Less glamorous, but equally demanding, is the Charlotte’s Web Family Season. It is six months long, and lasts from October to the end of March. I am relieved to announce that it is now drawing to a close. Since October we have celebrated the following:

  • One wedding anniversary
    • Cleverly planned for 1 October, so that’s it hard to forget. Thus far, we haven’t done so. We don’t go large but the occasion is marked and thusly the season opened.
  • Five birthdays
    • Two of these require full parties, with guests, cake, games, crafts and dressing-up. Since it is winter they are always, regrettably, indoors. The grown-up birthdays usually also require a party but we bailed this season and gave dinner parties instead.
  • Sundry German festivals, requiring the crafting of objects, the sourcing of costumes, the turning-up at and participating in parades, the eating of festival related baked goods, the singing of festival songs and the smiling and conversing with other festival participants. These include the Laternefest and Fasching (Carnival).
  • Sankt Nicolaustag
  • Christmas: the usual insane cookfest and eatfest and giftfest, plus assorted houseguests
  • New Year: ditto except minus the gifts
  • A week of skiing. One of the reasons we are in Europe is to offer our children chances to do things we which didn’t do growing up in Africa. Hence skiing. Last year, I found this such an exhausting experience, that I have avoided it this time, but my saint of a husband has taken his daughters off with a bunch of friends and they are turning into ski bunnies. Less of the snow eating this year, which is a good thing, both for their digestive systems and for the ski resorts. They need all the snow they can get.
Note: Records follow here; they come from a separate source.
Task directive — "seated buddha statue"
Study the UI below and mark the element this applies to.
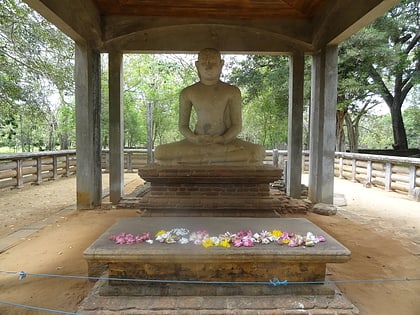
[155,48,265,165]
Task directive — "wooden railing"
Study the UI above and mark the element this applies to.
[0,149,420,200]
[0,150,76,188]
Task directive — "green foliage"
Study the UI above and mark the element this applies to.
[403,104,420,149]
[337,0,420,150]
[230,56,289,149]
[115,55,196,147]
[0,0,74,151]
[359,114,393,149]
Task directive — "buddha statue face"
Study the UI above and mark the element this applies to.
[195,48,224,84]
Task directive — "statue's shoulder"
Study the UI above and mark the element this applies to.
[220,81,241,94]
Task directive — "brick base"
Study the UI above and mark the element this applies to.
[139,165,283,216]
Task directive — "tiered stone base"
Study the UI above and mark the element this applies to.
[139,165,283,216]
[78,217,359,315]
[77,281,360,315]
[84,218,350,296]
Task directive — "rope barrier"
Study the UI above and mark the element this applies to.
[0,270,420,287]
[0,270,420,315]
[0,301,82,315]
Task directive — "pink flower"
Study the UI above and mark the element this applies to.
[316,235,327,242]
[233,238,242,247]
[242,237,254,247]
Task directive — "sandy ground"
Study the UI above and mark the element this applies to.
[0,174,420,315]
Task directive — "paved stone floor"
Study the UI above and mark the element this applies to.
[78,281,359,315]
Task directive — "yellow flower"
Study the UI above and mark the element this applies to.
[219,239,230,248]
[201,238,213,248]
[155,230,166,237]
[271,230,283,237]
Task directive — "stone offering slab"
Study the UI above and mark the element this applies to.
[84,217,350,295]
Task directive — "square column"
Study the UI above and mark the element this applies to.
[75,43,102,209]
[308,45,338,204]
[108,52,124,204]
[286,51,305,198]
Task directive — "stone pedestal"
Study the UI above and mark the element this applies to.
[139,164,283,216]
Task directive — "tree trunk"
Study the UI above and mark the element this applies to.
[335,109,347,152]
[344,115,358,152]
[390,98,408,151]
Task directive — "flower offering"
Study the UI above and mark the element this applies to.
[109,228,326,248]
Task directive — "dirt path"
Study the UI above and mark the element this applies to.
[0,174,420,315]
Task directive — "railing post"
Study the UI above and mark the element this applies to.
[64,153,70,177]
[52,154,57,180]
[127,151,133,173]
[351,158,357,182]
[365,160,372,185]
[16,159,23,188]
[408,165,417,196]
[273,149,279,167]
[384,162,392,191]
[338,156,344,178]
[36,156,42,185]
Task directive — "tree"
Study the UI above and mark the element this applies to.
[0,0,74,150]
[338,0,420,150]
[229,56,289,148]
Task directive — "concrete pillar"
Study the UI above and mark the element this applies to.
[286,52,305,198]
[308,45,338,204]
[108,52,124,204]
[75,44,102,209]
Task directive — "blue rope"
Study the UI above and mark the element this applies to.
[0,270,420,315]
[0,301,82,315]
[0,270,420,287]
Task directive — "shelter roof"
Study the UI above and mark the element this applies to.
[24,0,399,53]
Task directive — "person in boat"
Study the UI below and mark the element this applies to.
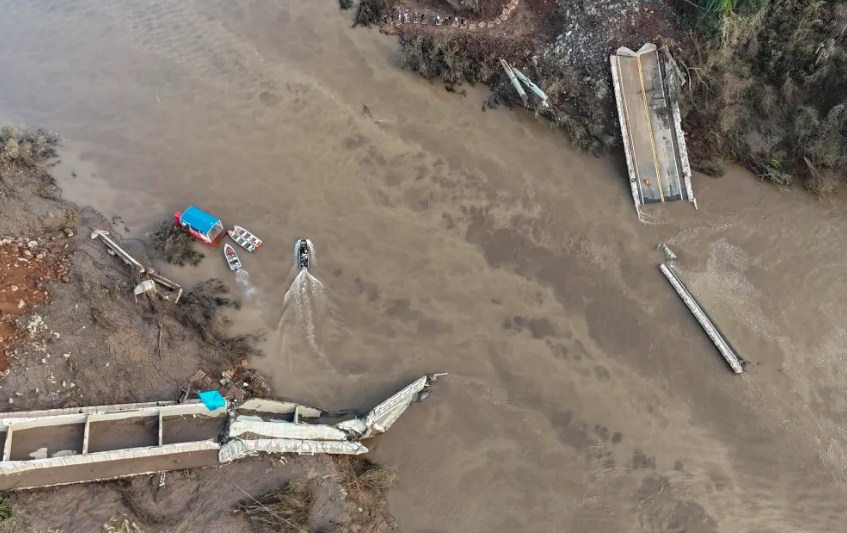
[300,239,309,268]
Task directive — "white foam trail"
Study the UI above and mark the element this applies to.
[235,268,258,298]
[279,268,324,355]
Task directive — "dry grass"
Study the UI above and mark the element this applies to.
[239,481,314,533]
[147,220,206,266]
[356,0,391,26]
[0,125,59,167]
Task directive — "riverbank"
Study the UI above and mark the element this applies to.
[348,0,847,192]
[0,128,395,532]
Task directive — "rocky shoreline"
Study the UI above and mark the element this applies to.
[0,128,396,533]
[348,0,847,197]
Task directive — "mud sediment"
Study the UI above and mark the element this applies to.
[0,129,400,532]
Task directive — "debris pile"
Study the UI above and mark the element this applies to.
[0,232,73,371]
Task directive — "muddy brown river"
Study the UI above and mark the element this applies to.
[0,0,847,533]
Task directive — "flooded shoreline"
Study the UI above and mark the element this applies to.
[0,0,847,532]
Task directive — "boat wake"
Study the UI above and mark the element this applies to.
[279,268,328,355]
[235,268,258,298]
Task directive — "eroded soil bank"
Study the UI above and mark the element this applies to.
[0,130,396,533]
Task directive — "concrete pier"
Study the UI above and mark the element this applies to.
[659,264,744,374]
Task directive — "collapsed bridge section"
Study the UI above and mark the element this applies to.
[610,43,697,210]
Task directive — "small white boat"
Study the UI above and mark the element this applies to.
[224,243,241,272]
[229,226,262,252]
[294,239,315,270]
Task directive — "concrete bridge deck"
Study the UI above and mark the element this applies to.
[610,44,696,212]
[0,374,440,491]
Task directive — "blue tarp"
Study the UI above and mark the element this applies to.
[179,205,220,235]
[199,391,226,411]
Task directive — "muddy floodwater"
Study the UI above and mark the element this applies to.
[0,0,847,533]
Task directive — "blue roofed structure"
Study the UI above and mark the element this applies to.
[180,205,220,235]
[198,390,226,411]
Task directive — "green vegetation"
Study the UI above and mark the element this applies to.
[675,0,847,197]
[0,497,12,522]
[239,481,314,533]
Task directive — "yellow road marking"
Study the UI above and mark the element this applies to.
[617,57,644,203]
[635,54,665,202]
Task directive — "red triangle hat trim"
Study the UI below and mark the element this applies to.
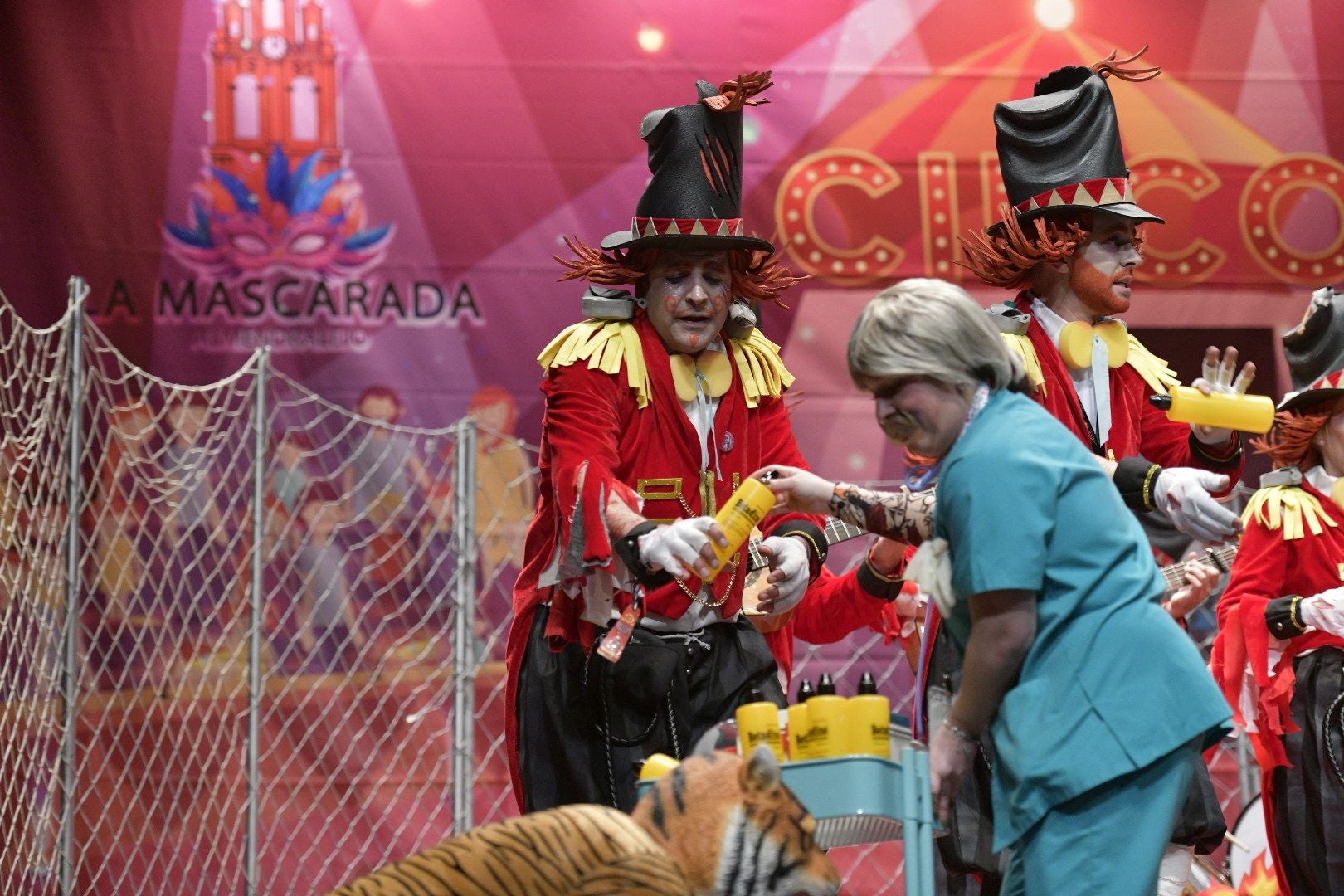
[1013,178,1134,213]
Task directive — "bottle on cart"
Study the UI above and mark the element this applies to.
[817,672,836,697]
[806,673,850,759]
[848,672,891,759]
[735,688,783,762]
[789,679,817,762]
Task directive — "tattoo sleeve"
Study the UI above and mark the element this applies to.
[830,482,934,544]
  • Easter – two years ago, Ollie was born on 27 March, which was an Easter Sunday, so we include it in our Season. We celebrated his first birthday while skiing (ie he had a cake) but this year we will have to mark it with a party, a home-made cake and by inviting some of his little friends around. If we are very, very lucky they could play outside.

After Ollie’s birthday, we have six months off. No birthdays, no parties, no festivals for which we are required to craft anything. There will be no need to fashion pirate or Thomas the Tank Engine birthday cakes and no requirements for eyepatches or spangly crowns at the eleventh hour. I am looking forward to it – and summer – enormously. If you are looking for me in the six months starting April, this is where I hope you will find me, physically, spiritually, emotionally. Gin and tonic, anyone?